Entre soar como ela própria há trinta e tantos anos, e como uma espécie de Kate Bush folk e clássica, Tori preferiu construir canções belas e sombrias e dar verdadeiras voltas no tempo. É o que rola nos comentários sobre liberdade e democracia de Shush, no clima sinistro da faixa-título, na vibe cerimonial de Provincetown e num curioso country de piano lembrando Beatles, que é Fanny Faudrey.

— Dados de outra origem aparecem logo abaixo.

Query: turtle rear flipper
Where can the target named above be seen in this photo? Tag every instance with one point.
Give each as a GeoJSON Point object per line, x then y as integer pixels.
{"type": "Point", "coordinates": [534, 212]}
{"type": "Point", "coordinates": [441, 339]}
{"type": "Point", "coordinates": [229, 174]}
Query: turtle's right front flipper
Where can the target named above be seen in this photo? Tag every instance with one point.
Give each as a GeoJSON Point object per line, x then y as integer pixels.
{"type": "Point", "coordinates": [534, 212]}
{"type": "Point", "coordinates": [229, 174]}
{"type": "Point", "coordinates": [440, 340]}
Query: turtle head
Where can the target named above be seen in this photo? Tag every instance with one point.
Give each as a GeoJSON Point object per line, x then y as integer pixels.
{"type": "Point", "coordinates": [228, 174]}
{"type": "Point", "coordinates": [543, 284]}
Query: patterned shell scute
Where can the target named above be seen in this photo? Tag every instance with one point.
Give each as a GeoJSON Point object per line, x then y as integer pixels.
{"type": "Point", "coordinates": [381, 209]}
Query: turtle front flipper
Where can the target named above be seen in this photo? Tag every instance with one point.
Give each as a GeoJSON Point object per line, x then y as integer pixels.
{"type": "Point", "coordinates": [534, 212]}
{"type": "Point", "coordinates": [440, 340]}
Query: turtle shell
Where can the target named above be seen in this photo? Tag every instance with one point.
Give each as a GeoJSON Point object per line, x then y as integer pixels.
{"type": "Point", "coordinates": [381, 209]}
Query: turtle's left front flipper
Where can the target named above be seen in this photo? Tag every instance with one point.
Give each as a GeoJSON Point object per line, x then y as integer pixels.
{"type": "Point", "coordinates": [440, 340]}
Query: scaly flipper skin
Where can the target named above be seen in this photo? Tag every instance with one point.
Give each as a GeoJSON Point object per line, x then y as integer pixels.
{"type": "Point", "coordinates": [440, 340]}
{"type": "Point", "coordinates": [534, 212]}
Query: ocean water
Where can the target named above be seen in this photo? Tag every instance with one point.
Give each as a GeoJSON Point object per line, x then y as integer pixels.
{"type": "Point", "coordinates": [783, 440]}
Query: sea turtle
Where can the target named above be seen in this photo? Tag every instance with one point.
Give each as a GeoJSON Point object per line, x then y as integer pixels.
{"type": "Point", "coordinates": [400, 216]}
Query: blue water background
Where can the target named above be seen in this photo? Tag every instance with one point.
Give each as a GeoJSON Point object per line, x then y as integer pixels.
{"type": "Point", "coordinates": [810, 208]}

- Ouvimos: Underscores – U
Há um clima jazz-ambient em St Teresa e um recital folk-roock-erudito em Gasoline girls, música que usa a imagem motorbiker para falar das versões de si própria que uma mulher vai deixando pelo caminho. O clima relaxante de Ode to Minnesotta destrincha uma poesia curta, avisando ao local – que sofreu com as ações violentas do ICE de Donald Trump – sobre mudanças que estão chegando.
Não chega a ser a perfeição de discos como Little earthquakes (1992), mas é um disco que serve como um alento, musicalmente falando: Tori transformou um período bastante endurecido dos tempos recentes em música, poesia e história. Song of sorrow fala de batalhas e tristezas em clima cerimonial, Pyrite e Blue lotus levam uma onda lúgubre para o álbum e Angelshark une estlhaços sonoros de Kate Bush, Bruce Springsteen e Joni Mitchell, em torno de uma balada emocionante e quase progressiva.
In times of dragons encerra com 23 peaks, faixa cuja letra mostra Tori como um ser meio mulher, meio dragão. Uma pessoa vinda do mesmo ecossistema que gerou Trump, mas que não é Trump. Uma canção de quase sete minutos que lembra o final de um filme, e que completa o novo álbum de Tori Amos com uma fantasia bem realista – e uma realidade nada fantástica.